[mananaysiempre]

I recently got to reading the POSIX.1e (MAC & DAC) draft, and the DAC = ACL part is... surprisingly non-terrible. Still awkward and hampered by its existence as barely-visible metadata smeared over the whole system, as all ACLs are, but not at all the hopeless mess I expected coming from NT. (Even that might’ve been salvageable had Microsoft been willing to publish full documentation of all NT object permissions and mechanisms. Except SDDL, there is no world in which SDDL is salvageable.) Couldn’t make heads or tails of the MAC part, though.

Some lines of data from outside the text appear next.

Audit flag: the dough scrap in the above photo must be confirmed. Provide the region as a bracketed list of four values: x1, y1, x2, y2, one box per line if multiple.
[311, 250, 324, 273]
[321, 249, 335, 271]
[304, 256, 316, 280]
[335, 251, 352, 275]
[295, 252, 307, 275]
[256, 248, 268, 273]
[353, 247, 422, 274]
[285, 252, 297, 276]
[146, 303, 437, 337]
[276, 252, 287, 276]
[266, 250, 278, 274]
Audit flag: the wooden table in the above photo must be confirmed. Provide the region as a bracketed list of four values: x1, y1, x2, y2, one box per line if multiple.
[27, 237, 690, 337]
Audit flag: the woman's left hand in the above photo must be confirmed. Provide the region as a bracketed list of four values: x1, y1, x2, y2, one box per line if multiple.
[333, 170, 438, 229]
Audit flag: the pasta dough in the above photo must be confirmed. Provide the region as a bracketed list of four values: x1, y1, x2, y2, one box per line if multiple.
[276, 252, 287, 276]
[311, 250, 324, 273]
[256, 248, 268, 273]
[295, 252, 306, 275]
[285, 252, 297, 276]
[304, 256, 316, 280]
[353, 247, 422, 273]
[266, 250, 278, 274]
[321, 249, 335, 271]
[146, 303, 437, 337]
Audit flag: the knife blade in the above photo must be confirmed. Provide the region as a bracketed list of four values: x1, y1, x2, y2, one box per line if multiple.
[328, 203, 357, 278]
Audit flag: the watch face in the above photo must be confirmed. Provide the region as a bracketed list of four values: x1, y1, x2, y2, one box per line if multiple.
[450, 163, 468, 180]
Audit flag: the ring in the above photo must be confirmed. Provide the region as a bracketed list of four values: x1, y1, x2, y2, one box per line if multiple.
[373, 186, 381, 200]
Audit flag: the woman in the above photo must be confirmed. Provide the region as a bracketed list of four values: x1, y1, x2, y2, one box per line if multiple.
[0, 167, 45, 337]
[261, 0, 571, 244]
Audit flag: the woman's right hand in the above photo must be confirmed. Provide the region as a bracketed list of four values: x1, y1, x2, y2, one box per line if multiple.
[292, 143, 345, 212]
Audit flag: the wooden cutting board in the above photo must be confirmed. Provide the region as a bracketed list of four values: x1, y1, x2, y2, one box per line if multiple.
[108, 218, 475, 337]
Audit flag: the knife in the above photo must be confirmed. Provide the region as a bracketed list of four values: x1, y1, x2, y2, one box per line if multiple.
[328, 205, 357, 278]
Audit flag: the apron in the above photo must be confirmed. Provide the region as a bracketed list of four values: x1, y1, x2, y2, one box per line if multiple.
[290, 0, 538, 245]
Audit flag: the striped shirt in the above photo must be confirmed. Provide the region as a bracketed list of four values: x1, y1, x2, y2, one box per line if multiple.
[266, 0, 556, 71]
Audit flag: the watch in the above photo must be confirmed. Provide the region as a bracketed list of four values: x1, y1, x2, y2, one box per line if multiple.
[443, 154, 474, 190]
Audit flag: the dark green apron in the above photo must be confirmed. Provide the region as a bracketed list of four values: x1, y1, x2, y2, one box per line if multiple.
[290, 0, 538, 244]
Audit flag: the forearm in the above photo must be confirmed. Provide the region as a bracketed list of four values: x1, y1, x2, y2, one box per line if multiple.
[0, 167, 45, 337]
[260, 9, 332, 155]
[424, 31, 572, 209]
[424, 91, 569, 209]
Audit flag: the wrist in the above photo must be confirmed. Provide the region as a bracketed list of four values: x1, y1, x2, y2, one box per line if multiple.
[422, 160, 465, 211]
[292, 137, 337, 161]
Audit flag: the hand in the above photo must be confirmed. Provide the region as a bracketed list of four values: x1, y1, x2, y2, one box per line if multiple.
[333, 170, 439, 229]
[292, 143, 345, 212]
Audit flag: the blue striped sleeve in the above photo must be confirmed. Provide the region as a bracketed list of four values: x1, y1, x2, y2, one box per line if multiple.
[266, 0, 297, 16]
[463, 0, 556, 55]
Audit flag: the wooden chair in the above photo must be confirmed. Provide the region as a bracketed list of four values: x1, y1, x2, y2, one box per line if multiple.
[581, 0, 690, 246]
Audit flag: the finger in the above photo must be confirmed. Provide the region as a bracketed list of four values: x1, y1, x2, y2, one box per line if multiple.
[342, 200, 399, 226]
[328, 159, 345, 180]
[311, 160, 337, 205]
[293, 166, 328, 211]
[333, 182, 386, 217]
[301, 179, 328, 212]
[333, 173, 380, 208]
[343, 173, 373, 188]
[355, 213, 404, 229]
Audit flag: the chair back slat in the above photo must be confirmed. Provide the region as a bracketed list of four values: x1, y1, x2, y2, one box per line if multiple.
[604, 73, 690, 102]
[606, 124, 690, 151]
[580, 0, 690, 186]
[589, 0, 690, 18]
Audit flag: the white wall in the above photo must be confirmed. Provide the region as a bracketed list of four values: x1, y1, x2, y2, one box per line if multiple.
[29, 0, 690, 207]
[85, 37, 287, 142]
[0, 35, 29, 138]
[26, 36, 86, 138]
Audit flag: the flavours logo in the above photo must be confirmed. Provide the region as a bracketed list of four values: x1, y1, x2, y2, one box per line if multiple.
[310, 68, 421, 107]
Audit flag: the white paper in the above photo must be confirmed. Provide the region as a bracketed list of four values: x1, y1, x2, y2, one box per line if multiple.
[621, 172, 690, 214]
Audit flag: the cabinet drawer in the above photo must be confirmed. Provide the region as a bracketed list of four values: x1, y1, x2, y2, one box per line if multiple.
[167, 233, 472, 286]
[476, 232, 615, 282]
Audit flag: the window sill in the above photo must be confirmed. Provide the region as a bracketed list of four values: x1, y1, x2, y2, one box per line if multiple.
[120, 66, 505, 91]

The /etc/sudoers solution does have a usability advantage precisely in not being smeared all over the system. Even if “/etc/sudoers” and “usability” are words not often seen inside a single sentence.

[Zurrrrr]

> smeared all over the system

I mean, ACL data is normally stored in filesysem metadata, nothing is 'smeared'.

[mananaysiempre]

If you as an administrator want to see where you have granted additional funny permissions, with ACLs your only recourse is to getfacl everything on the filesystem, whereas with sudo everything is listed in /etc/sudoers and classically the group membership in /etc/passwd gives you a pretty good idea. I don’t know if that’s a reasonable thing to want, actually, but it is one that makes me mildly unconfortable with ACL systems in general.